VMware vSphere

 View Only
  • 1.  Health Status Memory degraded

    Posted Sep 08, 2010 07:09 AM

    Hi,

    I have a problem with a DL365. VC is reporting one of the memory chips is degraded under the healthstatus. When I login via the ILO I see no errors. Which system should I believe?

    Cheers

    Michael



  • 2.  RE: Health Status Memory degraded

    Broadcom Employee
    Posted Sep 08, 2010 08:18 AM

    The ILO will be the one to trust, but that only means there is no DIMM Failures

    VMware requires the the Memory to be distribute equally between the CPUs ( x2 I presume)

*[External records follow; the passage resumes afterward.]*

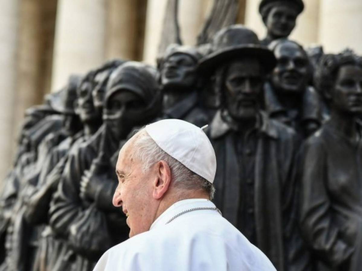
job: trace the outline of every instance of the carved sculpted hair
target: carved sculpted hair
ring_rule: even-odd
[[[325,94],[333,88],[339,68],[345,65],[355,65],[362,68],[362,57],[347,49],[339,54],[327,54],[321,58],[314,80],[317,89],[325,98]]]
[[[132,157],[141,161],[142,171],[146,172],[159,161],[163,160],[169,167],[171,179],[175,187],[188,190],[202,189],[214,198],[214,185],[191,171],[176,159],[165,152],[156,144],[144,128],[137,134],[133,145]]]

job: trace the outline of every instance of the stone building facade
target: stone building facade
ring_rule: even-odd
[[[116,57],[154,64],[168,1],[0,0],[0,179],[10,166],[25,109],[59,89],[70,74]],[[260,1],[239,0],[236,22],[261,38]],[[348,47],[362,54],[362,1],[304,1],[291,39],[321,44],[327,52]],[[213,3],[180,0],[184,44],[195,44]]]

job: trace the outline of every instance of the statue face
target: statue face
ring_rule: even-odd
[[[147,105],[134,92],[124,89],[111,95],[105,101],[103,121],[118,140],[125,138],[133,127],[144,118]]]
[[[332,100],[333,108],[340,111],[362,113],[362,68],[352,65],[340,68]]]
[[[93,104],[92,92],[93,85],[90,82],[84,81],[78,89],[77,112],[83,122],[88,122],[99,118]]]
[[[108,71],[104,71],[97,74],[94,78],[94,88],[92,92],[92,96],[94,106],[100,112],[102,112],[103,107],[107,82],[106,79],[109,74]]]
[[[277,65],[272,74],[272,83],[277,92],[283,94],[301,93],[308,79],[307,55],[296,44],[286,42],[274,50]]]
[[[272,8],[265,22],[268,33],[275,38],[286,38],[295,26],[297,16],[294,9],[289,6]]]
[[[168,89],[192,87],[196,81],[196,63],[185,54],[173,54],[166,60],[161,71],[161,83]]]
[[[236,119],[254,117],[259,108],[263,80],[256,59],[236,60],[229,66],[225,76],[226,107]]]

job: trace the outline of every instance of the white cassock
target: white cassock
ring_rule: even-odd
[[[178,201],[150,231],[110,249],[93,271],[276,271],[272,263],[207,200]]]

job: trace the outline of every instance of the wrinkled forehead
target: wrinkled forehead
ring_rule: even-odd
[[[287,41],[277,45],[274,54],[277,60],[282,57],[307,58],[307,53],[302,48],[295,43]]]

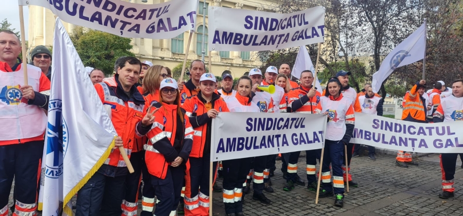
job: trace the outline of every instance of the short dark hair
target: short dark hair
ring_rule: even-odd
[[[17,41],[19,41],[20,43],[21,42],[21,40],[19,39],[19,36],[18,36],[17,34],[16,34],[15,33],[14,33],[11,31],[10,31],[9,30],[2,30],[0,31],[0,33],[2,33],[2,32],[5,32],[5,33],[6,33],[7,34],[14,34],[14,36],[16,36],[16,37],[17,38]]]
[[[312,75],[312,77],[313,77],[313,73],[312,73],[312,70],[302,70],[302,72],[300,73],[300,77],[302,77],[302,74],[305,73],[310,73],[310,74]]]
[[[120,57],[119,57],[119,58],[118,58],[117,60],[116,60],[116,63],[114,64],[114,71],[116,71],[116,73],[117,73],[117,68],[119,67],[119,65],[120,64],[120,62],[123,58],[126,57],[127,57],[127,56],[121,56]],[[124,65],[125,64],[126,62],[124,62]]]
[[[204,65],[204,70],[206,70],[206,64],[204,63],[204,62],[202,61],[202,60],[201,60],[200,59],[197,59],[197,60],[191,62],[191,64],[190,64],[190,69],[191,69],[191,67],[193,67],[193,63],[195,62],[201,62],[201,63],[203,63],[203,65]]]
[[[118,61],[119,59],[117,60]],[[119,62],[119,65],[117,66],[118,68],[122,68],[126,66],[126,62],[129,62],[129,64],[137,64],[140,65],[140,68],[141,68],[141,62],[135,57],[132,57],[131,56],[125,57],[122,58],[122,59],[120,59],[120,62]],[[117,70],[116,70],[116,71]]]
[[[99,70],[99,71],[101,71],[102,73],[103,73],[103,75],[104,75],[104,71],[103,71],[103,70],[102,70],[100,68],[94,68],[94,69],[92,70],[91,71],[90,71],[90,74],[89,74],[88,75],[92,76],[92,73],[93,73],[93,71],[94,71],[95,70]]]
[[[328,83],[326,84],[326,88],[325,91],[325,96],[329,97],[330,96],[330,92],[328,89],[328,85],[330,84],[330,82],[335,82],[337,83],[337,85],[339,86],[339,94],[341,95],[341,93],[343,92],[343,85],[341,84],[341,82],[339,81],[339,80],[337,79],[337,77],[332,77],[330,78],[328,80]]]
[[[463,79],[457,79],[454,80],[453,82],[452,82],[452,85],[453,85],[453,83],[458,82],[461,82],[461,84],[463,84]]]

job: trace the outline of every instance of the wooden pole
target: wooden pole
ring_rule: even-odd
[[[209,57],[210,58],[210,57]],[[214,176],[212,176],[212,169],[215,169],[215,167],[212,167],[213,165],[213,162],[210,161],[210,164],[209,165],[209,215],[213,215],[212,212],[212,179],[213,179]]]
[[[349,192],[349,166],[347,165],[347,146],[344,145],[344,155],[346,158],[346,177],[347,181],[346,181],[346,185],[347,186],[347,192]]]
[[[193,38],[193,31],[190,31],[190,34],[188,36],[188,43],[187,44],[187,53],[185,54],[185,58],[183,59],[183,66],[182,67],[182,74],[180,74],[180,78],[179,79],[179,83],[180,83],[183,81],[183,76],[185,75],[185,68],[186,67],[186,60],[188,58],[188,50],[190,49],[190,44],[191,43],[191,38]]]
[[[318,60],[320,59],[320,50],[322,49],[322,43],[318,43],[318,49],[317,51],[317,62],[315,63],[315,74],[314,75],[313,78],[313,84],[314,86],[315,86],[315,83],[317,80],[317,74],[318,71]]]
[[[23,6],[19,6],[20,10],[20,23],[21,24],[21,49],[22,49],[23,56],[23,70],[24,71],[24,85],[28,85],[27,79],[27,53],[26,53],[26,33],[24,30],[24,15],[23,12]]]
[[[122,155],[122,158],[124,158],[124,162],[126,162],[126,165],[127,165],[127,168],[129,169],[129,172],[133,173],[133,172],[135,172],[133,170],[133,167],[132,166],[132,163],[130,163],[130,160],[129,159],[129,157],[127,156],[127,153],[126,153],[126,150],[124,150],[124,147],[119,146],[119,151],[120,152],[120,155]]]
[[[210,51],[209,51],[209,73],[212,74],[212,58],[210,57],[211,52]]]
[[[317,184],[317,196],[315,204],[318,204],[318,195],[320,194],[320,182],[322,181],[322,166],[323,165],[323,155],[325,154],[325,147],[322,148],[322,156],[320,157],[320,168],[318,170],[318,183]]]

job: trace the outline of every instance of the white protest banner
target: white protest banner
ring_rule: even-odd
[[[458,121],[426,124],[355,113],[350,142],[407,152],[463,153],[463,127]]]
[[[212,120],[211,161],[321,149],[326,116],[220,113]]]
[[[291,13],[209,7],[209,50],[264,51],[324,41],[325,8]]]
[[[120,0],[18,0],[50,9],[64,21],[124,38],[164,39],[194,30],[198,0],[135,4]]]

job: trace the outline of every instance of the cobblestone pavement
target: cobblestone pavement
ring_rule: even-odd
[[[298,174],[307,183],[306,160],[301,154]],[[359,186],[350,187],[346,193],[342,208],[333,206],[334,197],[321,198],[315,204],[315,192],[305,187],[296,186],[291,192],[284,191],[286,180],[280,171],[281,162],[277,161],[275,175],[272,178],[275,192],[264,192],[272,204],[265,205],[253,200],[251,192],[245,196],[244,211],[249,216],[463,215],[463,169],[460,167],[460,158],[455,172],[455,197],[447,200],[437,197],[441,190],[438,155],[418,160],[419,166],[402,168],[395,165],[395,157],[392,155],[377,155],[376,160],[365,156],[352,158],[351,173]],[[218,179],[221,186],[222,180]],[[222,193],[215,192],[213,196],[213,215],[225,215]],[[12,200],[12,193],[9,206]]]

    So in essence the ESX might not be happy with the memory setup

    Each CPU socket has 2 Banks with 2 DIMM slots per bank

    Make sure the DIMMS is distributed equally and on the Lid of the server The Banks will be displayed A B C and D

    Regards

    If you find this or any other answer useful please consider awarding points by marking the answer helpful or correct. Thank you.



  • 3.  RE: Health Status Memory degraded

    Posted Sep 08, 2010 08:33 AM

    The server is numa blanaced. 4X4GB dimms per CPU. The Dimm in slot 4 in the health status is marked as degraded. I wonder if the HP CIM agents are doing some further diags on the memory



  • 4.  RE: Health Status Memory degraded

    Broadcom Employee
    Posted Sep 08, 2010 09:11 AM

    So the configuration is correct :smileycool:

    The Dimm in slot 4 in the health status is marked as degraded. I wonder if the HP CIM agents are doing some further diags on the memory

    If HP health status shows it as degraded then there is an issue, and need to be replaced.

    HP Systems Insight Manager does do allot of checks on hardware and monitors them closely. The Warning should give you more info on why it shows degraded, but my guess is is a pre-failure. In short that DIMM is on its way out :|

    If at all possible, you can switch 2 DIMMs around to test, but I would just log a call and get it replaced if it is still under warranty

    If it is out of waranty I would replace that dimm with another to double check it is not the slot itself, before i spend money on the replacement parts

    Regards

    If you find this or any other answer useful please consider awarding points by marking the answer helpful or correct. Thank you.



  • 5.  RE: Health Status Memory degraded

    Posted Sep 08, 2010 08:36 PM

    Thanks, as you suggest I will get the memory swapped. Interesting the ILO doesnt flag the degraded DIMM, goes to show the CIM agents are helpful!!



  • 6.  RE: Health Status Memory degraded
    Best Answer

    Broadcom Employee
    Posted Sep 09, 2010 08:14 AM

    That could be to do with the firmware.

    Actually i should have mentioned this earlier, try doing the a firmware upgrade on that machine and see if the problem persists.

    Latest Proliant Firmware = 9.1

    Latest ILO Firmware = 2.00

    Don't be shy with points :-) hehe

    If you find this or any other answer useful please consider awarding points by marking the answer helpful or correct. Thank you.



  • 7.  RE: Health Status Memory degraded

    Posted Sep 09, 2010 08:17 AM

    points :smileyhappy:

    It is running the latest firmware versions. I think the CIM agents must flag memory errors and keep a count. After rebooting the server the error has gone. I will keep an eye on it and see if it returns

    Cheers